Um título da Folha de S.Paulo resumia, na semana passada, praticamente tudo o que estamos tentando mostrar: Governo derruba país em ranking de competitividade - dizia o jornal. Falava do diagnóstico do International Institute for Management Development (IMD), da Suíça, no qual o Brasil caiu do 44º para o 49º lugar em termos de competitividade internacional, entre 55 países pesquisados. Foi o quesito 'eficiência do governo' que derrubou o Brasil. Nele, ficamos em 54º lugar, à frente apenas da Venezuela.

As críticas sobre a ação e a política do Ibama - órgão decisivo para a demarragem do PAC -, diante das quais a ministra Marina Silva se vê perdida, partidas agora de dentro do próprio governo, mostram quão desestruturado e despreparado este se encontra.

Nada disso parece perturbar a lua-de-mel que o mercado financeiro internacional e o Brasil desfrutam atualmente e que avoluma a enxurrada de dólares para cá como se aqui houvesse um Velocino de Ouro e Lula fosse o rei Eestes - o que em algum momento obrigará o governo a adotar medidas contingenciadoras.

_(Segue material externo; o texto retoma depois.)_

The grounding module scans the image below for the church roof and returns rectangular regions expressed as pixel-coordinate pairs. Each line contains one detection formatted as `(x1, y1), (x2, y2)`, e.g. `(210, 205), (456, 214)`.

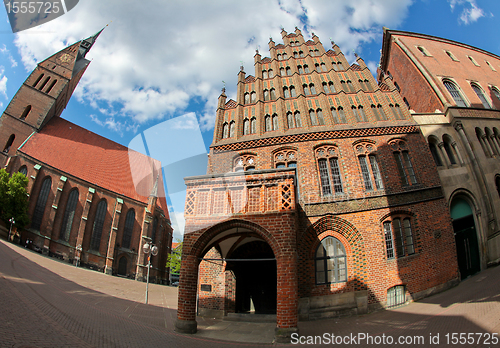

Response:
(18, 117), (169, 218)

Mas, a médio prazo, a dicotomia entre o fortalecimento político da pessoa do presidente e a inépcia operacional do seu governo - que, além de desencorajar a economia, promove a degradação continuada dos serviços públicos - poderá ter um desfecho traumático. O problema é que o presidente não parece achar que haja um problema aí. E os 'aliados' que cooptou para a sua base estão muito mais apressados para pegar seus bocados da pizza e ir comê-los escondido, do que em contribuir para a melhoria da qualidade da administração e da governança.